Consider Zia Recommendation. To assess the usefulness of every recommendation, Zia asks for the user's feedback. Based on the users' response, Zia computes and displays useful insights such as overall feedback analysis, feedback analytics based on recommendation type and product type, feedback contribution as well as missed cross-sell opportunities.
When users point out that the recommendation wasn't helpful and log their reasons and send in their feedback, the Zoho CRM product team receives this communication and duly acts upon them. These insights are also a clear way for the Admins of the organization to understand how well Zia's recommendations are working for them or not, signaling the need for better model training or contacting the Zoho team as required.

Retraining the AI models for constant improvements
Models are periodically retrained using updated CRM data to adapt to evolving sales patterns. Newly trained models are evaluated against existing models using standardized performance metrics before deployment. Models that fail to meet required thresholds are not promoted to production.

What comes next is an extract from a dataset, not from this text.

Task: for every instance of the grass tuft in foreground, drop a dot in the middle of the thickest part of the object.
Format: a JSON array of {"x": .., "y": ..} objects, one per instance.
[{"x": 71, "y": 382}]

For example, consider Zia Vision — Zoho CRM's intelligent image validation capability. This is a feature in which you can setup image validation rules in such a way that the system automatically scans the images uploaded to a record and approves or rejects it based on what's desired or what is not. Zia can reject blurry images, or those that do not meet set guidelines automatically. Zia validates the entire image or based on object detection, as you have specified. When you train Zia on a bunch of desired images and also undesired ones, it understands what exactly you are looking for and starts reviewing user uploaded images and validating them. In this scenario, you can imagine the need for model retraining — users consistently may keep uploading different kinds of undesired images, which Zia may not be previously trained on. Therefore, Zia will automatically retrain based on a couple of scenarios— when you add or remove custom images and also when over 40% of the training data has been modified. In these cases Zia will automatically retrain and update its model for consistent performance.
Incident handling for AI features
Zoho strives to ensure that Zia’s capabilities remain at the forefront, consistently delivering high performance and reliability. Despite this, if an AI feature exhibits degraded performance or unexpected outputs, monitoring systems and internal checks automatically stop the model from being served and trigger alerts for development teams.
This way, Zoho ensures that AI operations built into the product suites across board are constantly updated for consistency and reliability. For advanced use cases, organizations can also leverage QuickML, Zoho’s machine learning platform, to build and manage custom ML pipelines with greater control over feature engineering, training workflows, evaluation metrics, and deployment.